AHMC Healthcare, a six-hospital health system in Alhambra, Calif., is one of the newest entities rethinking its encryption and privacy policies. In one of the biggest HIPAA privacy breaches ever reported, the health system notified 729,000 patients that their protected health information has been compromised following the theft of two unencrypted laptops by a transient.
The laptops contained data on patients seen at all six of AHMC Healthcare’s hospitals. Officials say the office where the laptops were stolen was video monitored, and the campus was gated and “patrolled by security.” However, the transient was able to walk out with the laptops with no issues Oct. 12.
Patient names, Medicare data, medical diagnoses and insurance and payment information were all contained on the two laptops.
As a result of the breach, AHMC Healthcare will be “expediting a policy of encrypting all laptops,” according to a Oct. 21 notification letter mailed to patients. “We regret any inconvenience or concern this incident may cause our patients,” the letter read.
The AHMC Healthcare breach is the 11th biggest HIPAA data breach to date, according to data from the Department of Health and Human Services.

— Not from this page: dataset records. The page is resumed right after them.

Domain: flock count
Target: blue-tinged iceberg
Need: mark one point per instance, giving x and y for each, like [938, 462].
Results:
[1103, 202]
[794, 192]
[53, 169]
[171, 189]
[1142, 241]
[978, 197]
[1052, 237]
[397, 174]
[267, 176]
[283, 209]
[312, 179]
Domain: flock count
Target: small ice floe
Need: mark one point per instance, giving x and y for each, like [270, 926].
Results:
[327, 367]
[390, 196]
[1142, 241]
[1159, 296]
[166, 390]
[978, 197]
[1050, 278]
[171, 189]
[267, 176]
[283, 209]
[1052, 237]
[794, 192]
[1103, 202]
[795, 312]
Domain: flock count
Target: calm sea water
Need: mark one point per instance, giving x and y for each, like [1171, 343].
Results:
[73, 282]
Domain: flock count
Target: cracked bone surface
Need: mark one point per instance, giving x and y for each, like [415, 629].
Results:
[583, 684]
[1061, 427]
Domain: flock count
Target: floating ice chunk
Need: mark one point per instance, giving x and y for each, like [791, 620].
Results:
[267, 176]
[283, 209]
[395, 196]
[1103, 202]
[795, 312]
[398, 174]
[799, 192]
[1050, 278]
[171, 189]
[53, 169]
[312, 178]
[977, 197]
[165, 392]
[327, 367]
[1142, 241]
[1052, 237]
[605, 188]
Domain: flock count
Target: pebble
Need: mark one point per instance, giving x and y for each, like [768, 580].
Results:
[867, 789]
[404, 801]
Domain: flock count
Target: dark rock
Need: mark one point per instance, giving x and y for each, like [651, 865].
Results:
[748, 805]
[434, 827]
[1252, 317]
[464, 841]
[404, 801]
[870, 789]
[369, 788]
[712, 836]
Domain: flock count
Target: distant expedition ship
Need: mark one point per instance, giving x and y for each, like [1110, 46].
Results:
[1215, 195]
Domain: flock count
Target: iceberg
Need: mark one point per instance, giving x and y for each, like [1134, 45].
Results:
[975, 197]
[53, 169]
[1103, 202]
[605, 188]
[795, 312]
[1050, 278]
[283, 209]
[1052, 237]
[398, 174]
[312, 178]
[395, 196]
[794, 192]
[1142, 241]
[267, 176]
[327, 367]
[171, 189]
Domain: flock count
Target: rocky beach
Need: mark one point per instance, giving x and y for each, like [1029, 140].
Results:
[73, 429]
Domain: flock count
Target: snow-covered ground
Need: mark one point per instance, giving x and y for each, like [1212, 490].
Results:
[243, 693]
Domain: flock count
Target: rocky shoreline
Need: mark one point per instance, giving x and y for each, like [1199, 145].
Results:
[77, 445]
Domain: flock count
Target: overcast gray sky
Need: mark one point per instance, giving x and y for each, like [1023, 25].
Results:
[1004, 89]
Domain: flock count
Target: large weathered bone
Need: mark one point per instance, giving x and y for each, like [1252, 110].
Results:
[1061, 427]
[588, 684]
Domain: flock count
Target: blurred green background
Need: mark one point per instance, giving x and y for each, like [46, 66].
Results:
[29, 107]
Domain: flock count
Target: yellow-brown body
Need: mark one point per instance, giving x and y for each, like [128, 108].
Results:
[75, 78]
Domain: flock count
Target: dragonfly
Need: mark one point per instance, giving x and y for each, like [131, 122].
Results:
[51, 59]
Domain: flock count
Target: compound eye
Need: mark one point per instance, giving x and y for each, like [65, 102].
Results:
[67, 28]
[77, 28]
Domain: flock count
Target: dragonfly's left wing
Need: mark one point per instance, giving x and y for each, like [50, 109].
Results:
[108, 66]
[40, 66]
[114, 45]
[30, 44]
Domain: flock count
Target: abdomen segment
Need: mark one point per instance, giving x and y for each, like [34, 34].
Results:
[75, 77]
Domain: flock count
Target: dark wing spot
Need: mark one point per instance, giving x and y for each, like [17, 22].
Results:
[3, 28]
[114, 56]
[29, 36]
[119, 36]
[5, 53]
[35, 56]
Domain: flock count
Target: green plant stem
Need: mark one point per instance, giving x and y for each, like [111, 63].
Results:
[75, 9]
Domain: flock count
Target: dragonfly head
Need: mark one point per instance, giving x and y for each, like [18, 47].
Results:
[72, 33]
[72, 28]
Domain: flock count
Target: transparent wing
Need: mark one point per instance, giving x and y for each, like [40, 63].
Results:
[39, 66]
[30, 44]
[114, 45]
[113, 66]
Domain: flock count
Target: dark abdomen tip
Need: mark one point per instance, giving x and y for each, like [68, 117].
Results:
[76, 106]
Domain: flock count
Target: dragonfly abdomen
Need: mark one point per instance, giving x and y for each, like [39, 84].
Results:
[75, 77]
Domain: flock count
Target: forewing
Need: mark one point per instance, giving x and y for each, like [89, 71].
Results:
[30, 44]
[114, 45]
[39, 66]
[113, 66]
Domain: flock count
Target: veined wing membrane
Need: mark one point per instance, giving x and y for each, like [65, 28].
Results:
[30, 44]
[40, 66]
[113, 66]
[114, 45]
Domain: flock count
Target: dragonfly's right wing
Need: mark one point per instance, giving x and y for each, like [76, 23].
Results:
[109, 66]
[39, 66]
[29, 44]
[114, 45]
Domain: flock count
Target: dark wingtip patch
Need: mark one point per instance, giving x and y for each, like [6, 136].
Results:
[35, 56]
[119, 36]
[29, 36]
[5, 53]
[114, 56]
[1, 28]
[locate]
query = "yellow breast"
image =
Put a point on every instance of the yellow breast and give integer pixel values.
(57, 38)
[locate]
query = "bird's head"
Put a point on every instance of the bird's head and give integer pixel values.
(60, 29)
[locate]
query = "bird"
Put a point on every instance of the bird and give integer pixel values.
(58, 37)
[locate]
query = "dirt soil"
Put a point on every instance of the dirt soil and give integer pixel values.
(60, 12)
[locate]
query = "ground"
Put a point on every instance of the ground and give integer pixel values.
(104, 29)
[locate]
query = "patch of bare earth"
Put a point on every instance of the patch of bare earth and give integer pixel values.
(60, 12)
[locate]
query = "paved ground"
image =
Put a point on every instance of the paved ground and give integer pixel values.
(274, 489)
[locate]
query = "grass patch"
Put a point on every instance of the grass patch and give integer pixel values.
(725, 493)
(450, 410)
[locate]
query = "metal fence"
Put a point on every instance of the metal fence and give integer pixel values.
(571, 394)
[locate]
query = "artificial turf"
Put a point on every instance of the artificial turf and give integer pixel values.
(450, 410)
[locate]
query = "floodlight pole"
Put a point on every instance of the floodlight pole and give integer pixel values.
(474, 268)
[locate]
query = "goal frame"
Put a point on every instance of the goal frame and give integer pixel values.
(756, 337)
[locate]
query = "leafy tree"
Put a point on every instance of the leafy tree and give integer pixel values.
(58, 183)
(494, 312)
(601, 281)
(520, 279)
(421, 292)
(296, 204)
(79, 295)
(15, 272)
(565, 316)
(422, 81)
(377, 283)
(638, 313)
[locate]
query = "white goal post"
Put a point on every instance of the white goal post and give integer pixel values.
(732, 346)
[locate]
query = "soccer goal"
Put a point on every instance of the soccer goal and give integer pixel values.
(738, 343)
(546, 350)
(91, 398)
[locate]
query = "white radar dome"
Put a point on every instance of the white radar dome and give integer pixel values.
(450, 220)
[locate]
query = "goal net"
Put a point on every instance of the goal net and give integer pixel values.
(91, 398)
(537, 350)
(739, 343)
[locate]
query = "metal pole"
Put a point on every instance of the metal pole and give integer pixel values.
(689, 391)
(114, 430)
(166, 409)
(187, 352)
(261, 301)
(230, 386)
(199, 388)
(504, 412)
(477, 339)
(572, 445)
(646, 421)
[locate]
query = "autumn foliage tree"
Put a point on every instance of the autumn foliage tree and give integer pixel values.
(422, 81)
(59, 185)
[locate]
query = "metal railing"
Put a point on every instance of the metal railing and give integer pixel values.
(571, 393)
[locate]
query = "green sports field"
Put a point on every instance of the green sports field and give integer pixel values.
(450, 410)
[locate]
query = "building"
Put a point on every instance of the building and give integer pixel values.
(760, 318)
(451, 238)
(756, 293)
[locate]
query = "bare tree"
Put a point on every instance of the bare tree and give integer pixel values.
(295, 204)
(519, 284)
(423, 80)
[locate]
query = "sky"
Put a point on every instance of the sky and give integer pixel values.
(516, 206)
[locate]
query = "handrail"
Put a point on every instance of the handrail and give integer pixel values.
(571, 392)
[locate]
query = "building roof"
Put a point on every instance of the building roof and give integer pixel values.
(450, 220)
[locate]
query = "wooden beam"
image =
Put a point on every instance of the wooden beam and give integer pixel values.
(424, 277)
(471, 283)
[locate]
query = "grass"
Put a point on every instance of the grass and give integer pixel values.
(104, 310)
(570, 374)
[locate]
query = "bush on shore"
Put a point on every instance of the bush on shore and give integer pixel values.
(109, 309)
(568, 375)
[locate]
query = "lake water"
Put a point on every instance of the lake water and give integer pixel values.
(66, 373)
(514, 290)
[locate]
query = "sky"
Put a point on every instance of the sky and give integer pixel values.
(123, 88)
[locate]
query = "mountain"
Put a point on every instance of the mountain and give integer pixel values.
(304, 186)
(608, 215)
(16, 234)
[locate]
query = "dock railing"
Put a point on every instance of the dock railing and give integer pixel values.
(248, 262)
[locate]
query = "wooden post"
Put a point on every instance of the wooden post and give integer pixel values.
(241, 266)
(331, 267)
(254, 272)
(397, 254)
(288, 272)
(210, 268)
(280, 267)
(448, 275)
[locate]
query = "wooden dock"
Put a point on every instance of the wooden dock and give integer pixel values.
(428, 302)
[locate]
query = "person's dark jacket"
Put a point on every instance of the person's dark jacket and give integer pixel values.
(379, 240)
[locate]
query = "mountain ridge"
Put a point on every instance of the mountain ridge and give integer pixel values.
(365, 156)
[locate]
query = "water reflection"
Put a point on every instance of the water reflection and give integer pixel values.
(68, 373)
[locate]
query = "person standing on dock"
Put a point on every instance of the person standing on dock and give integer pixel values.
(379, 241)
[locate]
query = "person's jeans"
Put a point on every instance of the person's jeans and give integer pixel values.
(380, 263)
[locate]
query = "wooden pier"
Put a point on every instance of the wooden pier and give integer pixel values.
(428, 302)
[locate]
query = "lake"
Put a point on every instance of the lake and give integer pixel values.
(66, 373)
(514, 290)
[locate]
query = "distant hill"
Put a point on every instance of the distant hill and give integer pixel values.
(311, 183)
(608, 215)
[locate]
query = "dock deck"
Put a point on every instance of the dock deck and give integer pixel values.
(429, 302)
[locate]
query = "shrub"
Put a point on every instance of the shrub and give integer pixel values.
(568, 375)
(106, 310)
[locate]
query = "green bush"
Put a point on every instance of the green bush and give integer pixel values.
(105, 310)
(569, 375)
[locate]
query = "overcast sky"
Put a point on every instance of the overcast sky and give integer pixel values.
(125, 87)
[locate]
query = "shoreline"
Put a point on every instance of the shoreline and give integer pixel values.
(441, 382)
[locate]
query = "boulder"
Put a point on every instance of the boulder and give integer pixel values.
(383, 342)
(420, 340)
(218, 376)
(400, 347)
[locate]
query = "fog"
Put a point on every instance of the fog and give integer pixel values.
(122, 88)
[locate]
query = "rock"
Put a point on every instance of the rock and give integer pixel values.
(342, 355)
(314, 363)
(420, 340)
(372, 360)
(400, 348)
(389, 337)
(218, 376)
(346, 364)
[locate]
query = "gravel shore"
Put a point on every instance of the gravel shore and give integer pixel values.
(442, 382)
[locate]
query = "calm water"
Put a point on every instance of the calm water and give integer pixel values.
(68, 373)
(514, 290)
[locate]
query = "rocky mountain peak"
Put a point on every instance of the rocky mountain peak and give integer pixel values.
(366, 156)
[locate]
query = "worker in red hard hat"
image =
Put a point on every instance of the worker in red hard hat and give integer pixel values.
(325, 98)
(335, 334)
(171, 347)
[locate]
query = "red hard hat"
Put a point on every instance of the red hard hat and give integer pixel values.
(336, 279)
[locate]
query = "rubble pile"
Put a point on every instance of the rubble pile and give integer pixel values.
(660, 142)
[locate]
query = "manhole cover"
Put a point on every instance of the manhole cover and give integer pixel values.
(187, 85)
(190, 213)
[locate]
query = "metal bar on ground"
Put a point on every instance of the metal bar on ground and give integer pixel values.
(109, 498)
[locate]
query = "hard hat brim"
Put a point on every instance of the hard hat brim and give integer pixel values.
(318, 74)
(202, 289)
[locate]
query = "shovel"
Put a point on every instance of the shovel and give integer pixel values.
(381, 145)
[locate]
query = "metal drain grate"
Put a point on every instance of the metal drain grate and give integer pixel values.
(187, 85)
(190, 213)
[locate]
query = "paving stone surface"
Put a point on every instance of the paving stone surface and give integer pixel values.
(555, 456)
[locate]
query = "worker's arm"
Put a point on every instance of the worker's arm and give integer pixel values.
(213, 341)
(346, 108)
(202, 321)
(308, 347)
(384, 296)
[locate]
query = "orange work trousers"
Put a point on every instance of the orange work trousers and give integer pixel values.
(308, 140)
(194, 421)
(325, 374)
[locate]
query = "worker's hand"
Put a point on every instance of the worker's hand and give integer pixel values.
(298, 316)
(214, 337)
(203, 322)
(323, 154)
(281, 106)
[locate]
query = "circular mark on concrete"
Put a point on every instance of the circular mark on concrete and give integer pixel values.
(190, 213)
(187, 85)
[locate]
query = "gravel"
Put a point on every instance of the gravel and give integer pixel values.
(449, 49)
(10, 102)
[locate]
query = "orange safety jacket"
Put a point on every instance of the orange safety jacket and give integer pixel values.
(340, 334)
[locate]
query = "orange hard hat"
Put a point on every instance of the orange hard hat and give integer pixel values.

Just in August, Illinois-based Advocate Health Care reported the second biggest HIPAA data breach in the nation after four unencrypted laptops were stolen from its facility, compromising the protected health information and Social Security numbers of more than 4 million people. The health system was subsequently slapped with a class action lawsuit filed by affected patients.
Leon Rodriguez, director of the Office for Civil Rights — the agency responsible for investigating HIPAA violations — has promised an increase in investigations and monetary penalties for groups that have failed to take patient privacy seriously. OCR has already collected some $16 million from 16 organizations who grossly violated HIPAA.
“I think all these cases really powerfully articulate those expectations and the fact that we will be holding people accountable,” he said in an September interview with Healthcare IT News.